#JCEJ 活動日記

日本ジャーナリスト教育センター(Japan Center of Education for Journalists)の活動を紹介しています!

大事なのは「理解できない人を理解するための想像力」大学生が学んだプロの技

日本ジャーナリスト教育センター(JCEJ)が10月21日に開催したライティングワークショップの様子を、神奈川大学の近藤恵子さんにレポートして頂きました。
【概要はこちらから】

今回、JCEJさんが開催するワークショップに初めて参加させていただきました。私は昔からジャーナリスト業・ライター業に興味があり、取材し記事を書いて、新聞や雑誌を媒体に発信している団体を記事のジャンル問わず探していました。探していく中で「大槌みらい新聞」を発行しているJCEJさんに行き当たり、メッセージを通じて今回のワークショップに参加させていただきました。このような形のワークショップに参加するのは初めてで、とても緊張しましたが、総じてとても貴重な経験をすることが出来ました。拙い文章ですが、今回のワークショップの感想を書かせていただきたいと思います。

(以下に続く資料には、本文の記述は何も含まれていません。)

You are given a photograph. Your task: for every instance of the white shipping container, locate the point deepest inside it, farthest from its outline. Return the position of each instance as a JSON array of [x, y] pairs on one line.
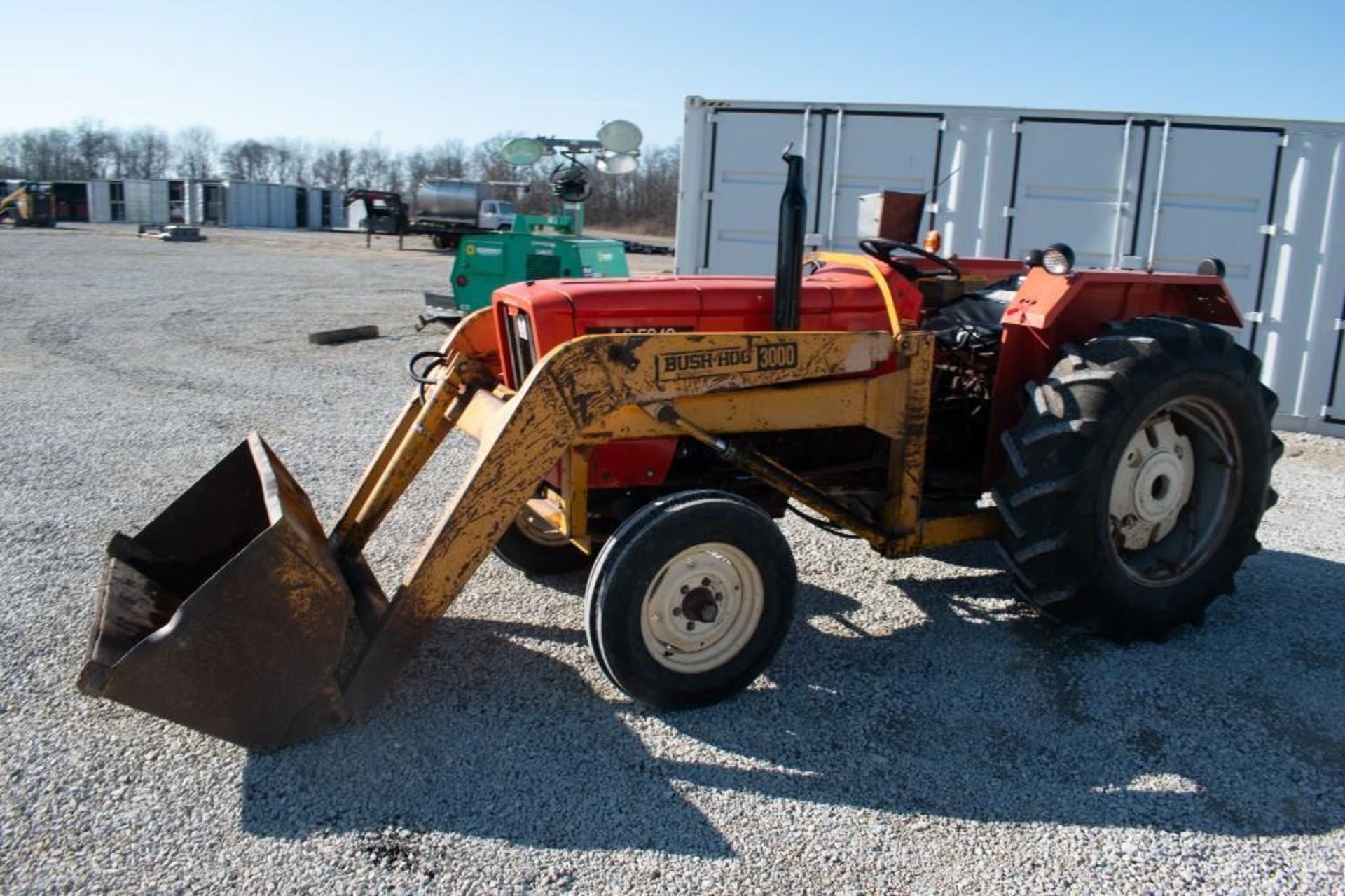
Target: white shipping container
[[248, 205], [147, 201], [1266, 197], [315, 200], [100, 202], [336, 207]]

全体を通して一番驚いたのは、最後にやった「大槌みらい新聞の記事を三つの雑誌風に書き換える」という作業で、皆さんがあんな短時間で雑誌編集者の立場になり切ったということです。

このような経験が初めての私はとにかくその雑誌の特徴を掴むのに必死で、実際に書き換えるまでに行き着きませんでした。私はプロのジャーナリストの方に出会ったのも今回が初めてで、うまく言えないのですが、皆さんのようなプロの方は「変換する作業」を「変換する」という心持ちでやっていないのかなと思いました。
藤代さんが繰り返し「頭が柔らかくないと出来ない」とおっしゃっていて、それは「頭で考えるけれども頭で考えない」ということかも知れないと漠然と感じました。当たり前のことですが、思考の組み立て方というかプロセスが素人とは全く違うという印象を受けました。

あと、細かいことですが皆さんの話を聞いていて個人的に感動したのが「メンズナックルは地方読者が多そう」という意見と「ナンバーの「。」で終わる形は「モーニング娘。」みたいなことですね」という意見です。何故感動したかというと、「地方読者が多そう」「「モーニング娘。」ということ」の一言で全てが伝わったと感じたからです。
「何故メンズナックルは地方読者が多そうだと感じるのか」ということを緻密に言語化してしまうと何となく風化してしまうような気もします。これらのことから私が思ったのは、僭越ながらこういう職業には客観的分析が何より大事にも関わらずそれ以上に洗練された勘が大事ということです。それは先ほど書いた「頭で考えるけれども頭で考えない」ということに繋がっていて、きっとその能力は経験しなければ養えないものだと感じました。フィーリングの話をしているのに確かな客観性があるということは圧倒的なプロフェッショナルであり、鋭い客観的視点と斬新な主観が皆さんの中でどう組み立てられているのかが私からは全く想像もつきません。

最後に、とても深いと思った言葉について。「世の中にそういう人もいるんだということを想像出来なければこの仕事は出来ない」という言葉に心打たれました。ある意味常識という枠を取っ払わないといけないが、もちろん常識的・一般的視点もないといけない。大事なのは想像力。けれどもおそらくそれは「漠然と予想する」ということではないと思いました。
「そういう人がいるということを想像しなければいけない」というのは、「自分では全くその人を理解出来ない」という状態から「そういう人もいるんだと想像し理解する」という状態に帰着するということだと思います。でも、帰着するまでのプロセスは一体どういうものなのでしょうか。私なりに、それは「漠然と予想する」ということではなく、妙な言い方ですが「理解出来ない人」の思考や感覚に自分の感覚神経が通るということなのかなと思いました。

今回は貴重な勉強をさせていただき、本当にありがとうございました。内容とは関係ないのですが、私は学生なので社会に出て働くということがどういうことなのかわかっていません。ですが今回ワークショップに参加させていただき、意見を出し合う中で皆さんは自分の言っていることにきちんと裏付けされた自信がある上で発言されているのだなと思い、社会人とはこういうことなのかと学びました。今回のことをきっかけに、もっとこれから社会人の方と関わっていこうと思いました。同時にもっと本を読んで知識をつけ、また外に出て行って視野を広げようと思います。またこういった機会があればJCEJさんのワークショップにも参加させていただきたいです。今回は本当にお世話になりました。また今後ともよろしくお願いします。